Ad essa è associata la definizione “funzioni mentali”, che producono la consapevolezza della propria identità. Il documento ICF copre tutti gli aspetti della salute umana, raggruppandoli nel dominio della salute (health domain, che comprende il vedere, udire, camminare, imparare e ricordare) e in quelli “collegati” alla salute (health-related domains, che includono mobilità, istruzione, partecipazione alla vita sociale e simili).
È importante sgombrare subito il campo da un equivoco: ICF non riguarda solo le persone con disabilità, ma riguarda tutte le persone; ICF ha dunque un uso e un valore universale. Rispetto a ciascuna delle centinaia di voci classificate, a ciascun individuo può essere associato uno o più qualificatori che descrivono il suo “funzionamento”.
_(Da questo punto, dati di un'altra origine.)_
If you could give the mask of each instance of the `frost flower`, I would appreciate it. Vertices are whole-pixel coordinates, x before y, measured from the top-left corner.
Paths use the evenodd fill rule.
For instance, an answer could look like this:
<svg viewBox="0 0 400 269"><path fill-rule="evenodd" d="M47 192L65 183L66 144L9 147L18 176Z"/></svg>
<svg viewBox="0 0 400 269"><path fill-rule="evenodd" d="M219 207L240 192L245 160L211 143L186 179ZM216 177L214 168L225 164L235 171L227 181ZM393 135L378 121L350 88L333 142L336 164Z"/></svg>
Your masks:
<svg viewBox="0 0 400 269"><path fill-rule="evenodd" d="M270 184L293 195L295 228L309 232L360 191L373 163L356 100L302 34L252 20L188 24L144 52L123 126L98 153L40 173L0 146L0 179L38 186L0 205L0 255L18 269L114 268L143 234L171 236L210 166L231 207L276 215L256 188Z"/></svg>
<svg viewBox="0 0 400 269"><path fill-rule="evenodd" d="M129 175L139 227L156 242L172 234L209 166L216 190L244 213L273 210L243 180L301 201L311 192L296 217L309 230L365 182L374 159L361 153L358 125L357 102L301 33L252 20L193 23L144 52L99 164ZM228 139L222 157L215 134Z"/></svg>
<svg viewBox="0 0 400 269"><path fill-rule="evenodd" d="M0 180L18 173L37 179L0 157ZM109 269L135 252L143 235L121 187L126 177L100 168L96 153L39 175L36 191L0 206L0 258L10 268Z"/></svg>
Per le funzioni e strutture del corpo il qualificatore può assumere i valori:

Tabella con valori di menomazione
 0-4%  0  Nessuna menomazione
 5-24%  1  Lieve menomazione
 25-49%  2  Moderata menomazione
 50-95%  3  Grave menomazione
 96-100%  4  Totale menomazione

Analoghi qualificatori esistono per le attività, per le quali si parla di restrizioni, e per la partecipazione, per la quale si possono avere limitazioni. Infine sui fattori ambientali si hanno delle barriere. La classificazione “positiva”, che parte dal funzionamento per dire se e quanto ciascuno se ne discosta, ha il vantaggio rispetto alla classificazione ICIDH di non aver l’obbligo di dover specificare le cause di una menomazione o disabilità, ma solo di indicarne gli effetti. È da notare poi il fatto che il termine “handicap” è stato abbandonato e che il termine disabilità è stato esteso fino a ricoprire sia la restrizione di attività che la limitazione di partecipazione.